Nodes slowly climbing to high memory usage

Hi, we are experiencing some issues with our Elasticsearch cluster: after around 24 hours of usage the nodes report more than 95% of heap usage and they start becoming unresponsive bringing down the whole cluster; we need to constantly restart them if we want to keep it alive. This is the command line we use to start the Elasticsearch process:

/usr/bin/java -Xms25g -Xmx25g -Djava.awt.headless=true -XX:+UseParNewGC -XX:+UseConcMarkSweepGC -XX:CMSInitiatingOccupancyFraction=75 -XX:+UseCMSInitiatingOccupancyOnly -XX:+HeapDumpOnOutOfMemoryError -XX:+DisableExplicitGC -Dfile.encoding=UTF-8 -Djna.nosys=true -Des.path.home=/usr/share/elasticsearch -cp /usr/share/elasticsearch/lib/elasticsearch-2.4.1.jar:/usr/share/elasticsearch/lib/* org.elasticsearch.bootstrap.Elasticsearch start -p /var/run/elasticsearch/elasticsearch.pid -d -Des.default.path.home=/usr/share/elasticsearch -Des.default.path.logs=/var/log/elasticsearch -Des.default.path.data=/var/lib/elasticsearch -Des.default.path.conf=/etc/elasticsearch

Another interesting detail is that in our CQRS architecture if we attach a cluster only to the write path the heap issue doesn't seem to occur but nodes start climbing up as soon as we attach them to the read path of the system.

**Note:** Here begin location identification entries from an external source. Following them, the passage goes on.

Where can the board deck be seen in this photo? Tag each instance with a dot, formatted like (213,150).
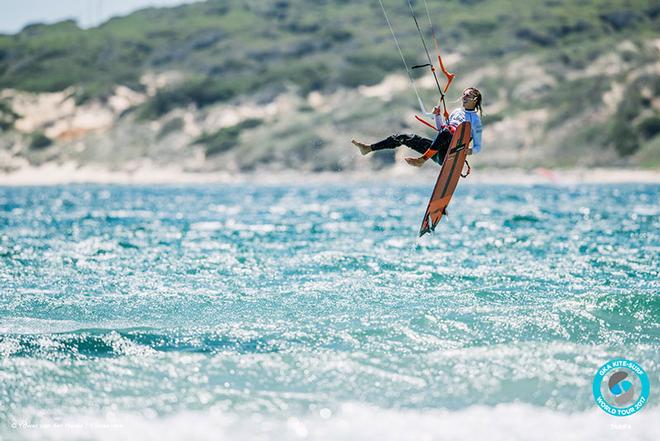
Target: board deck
(448,178)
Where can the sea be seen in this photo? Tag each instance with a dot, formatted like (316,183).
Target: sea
(314,311)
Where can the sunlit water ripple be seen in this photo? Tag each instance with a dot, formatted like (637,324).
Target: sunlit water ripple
(170,303)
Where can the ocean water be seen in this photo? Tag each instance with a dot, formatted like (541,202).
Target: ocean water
(314,311)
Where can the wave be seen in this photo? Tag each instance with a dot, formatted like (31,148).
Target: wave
(351,421)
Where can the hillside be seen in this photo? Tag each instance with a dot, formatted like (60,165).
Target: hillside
(242,85)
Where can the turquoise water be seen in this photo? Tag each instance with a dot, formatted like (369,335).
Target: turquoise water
(315,312)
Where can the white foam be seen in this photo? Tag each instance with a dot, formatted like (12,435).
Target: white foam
(350,421)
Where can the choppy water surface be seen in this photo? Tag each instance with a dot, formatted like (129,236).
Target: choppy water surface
(314,312)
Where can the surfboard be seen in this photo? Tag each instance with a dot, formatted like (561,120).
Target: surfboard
(448,178)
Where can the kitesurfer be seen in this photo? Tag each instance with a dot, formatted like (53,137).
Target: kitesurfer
(436,149)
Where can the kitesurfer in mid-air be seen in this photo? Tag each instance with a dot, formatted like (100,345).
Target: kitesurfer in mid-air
(436,149)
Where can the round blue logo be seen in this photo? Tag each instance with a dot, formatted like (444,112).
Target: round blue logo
(621,387)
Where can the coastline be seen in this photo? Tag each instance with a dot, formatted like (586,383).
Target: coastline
(52,174)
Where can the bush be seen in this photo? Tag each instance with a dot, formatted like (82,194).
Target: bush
(650,127)
(39,141)
(226,138)
(173,125)
(624,139)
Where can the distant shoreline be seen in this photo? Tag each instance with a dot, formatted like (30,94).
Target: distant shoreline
(69,174)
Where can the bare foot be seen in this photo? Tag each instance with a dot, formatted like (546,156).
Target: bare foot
(364,148)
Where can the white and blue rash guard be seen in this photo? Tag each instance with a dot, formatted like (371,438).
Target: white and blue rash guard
(461,115)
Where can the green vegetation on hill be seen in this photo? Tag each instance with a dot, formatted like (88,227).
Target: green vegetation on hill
(232,46)
(228,49)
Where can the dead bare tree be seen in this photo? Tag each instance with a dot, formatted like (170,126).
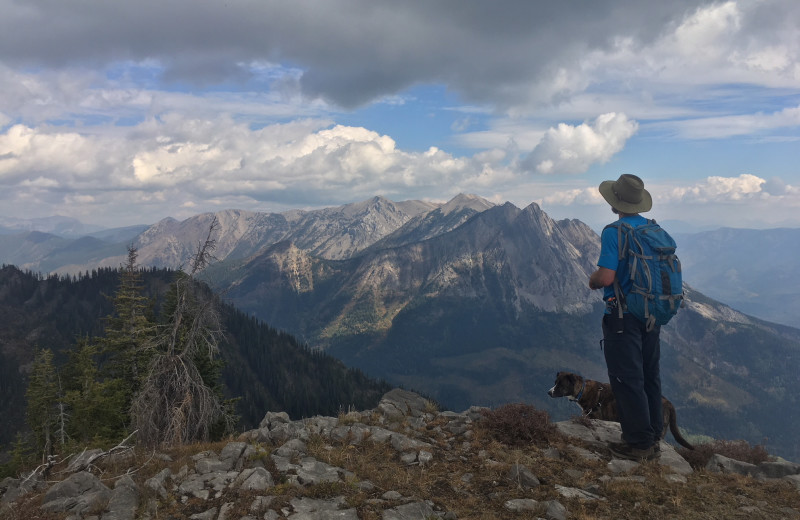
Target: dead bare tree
(174,404)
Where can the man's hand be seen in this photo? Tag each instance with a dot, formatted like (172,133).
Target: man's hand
(603,277)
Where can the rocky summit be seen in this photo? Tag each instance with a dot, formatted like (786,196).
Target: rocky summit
(402,460)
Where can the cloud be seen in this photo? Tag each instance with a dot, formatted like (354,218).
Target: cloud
(352,52)
(187,162)
(570,149)
(718,189)
(736,125)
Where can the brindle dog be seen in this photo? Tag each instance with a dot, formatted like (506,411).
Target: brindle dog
(597,402)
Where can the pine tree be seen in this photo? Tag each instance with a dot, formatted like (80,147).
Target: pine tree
(43,397)
(98,408)
(175,403)
(128,330)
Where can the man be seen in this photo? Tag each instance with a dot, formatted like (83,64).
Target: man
(632,353)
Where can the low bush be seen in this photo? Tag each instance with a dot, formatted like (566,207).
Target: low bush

This seems to point to some caching issue or to some query that is triggering the behaviour; on the latter, we do have a query to which we provide up to 5000 ids to exclude from the result as in a WHERE NOT IN (...) SQL query. Is there anything we should do to take care of this specific query?

Any advice on what could be causing this issue or how we can keep the heap usage from blowing up the cluster would be really appreciated.

Many thanks!

Could you post node stats for a node that reached 95% of heap?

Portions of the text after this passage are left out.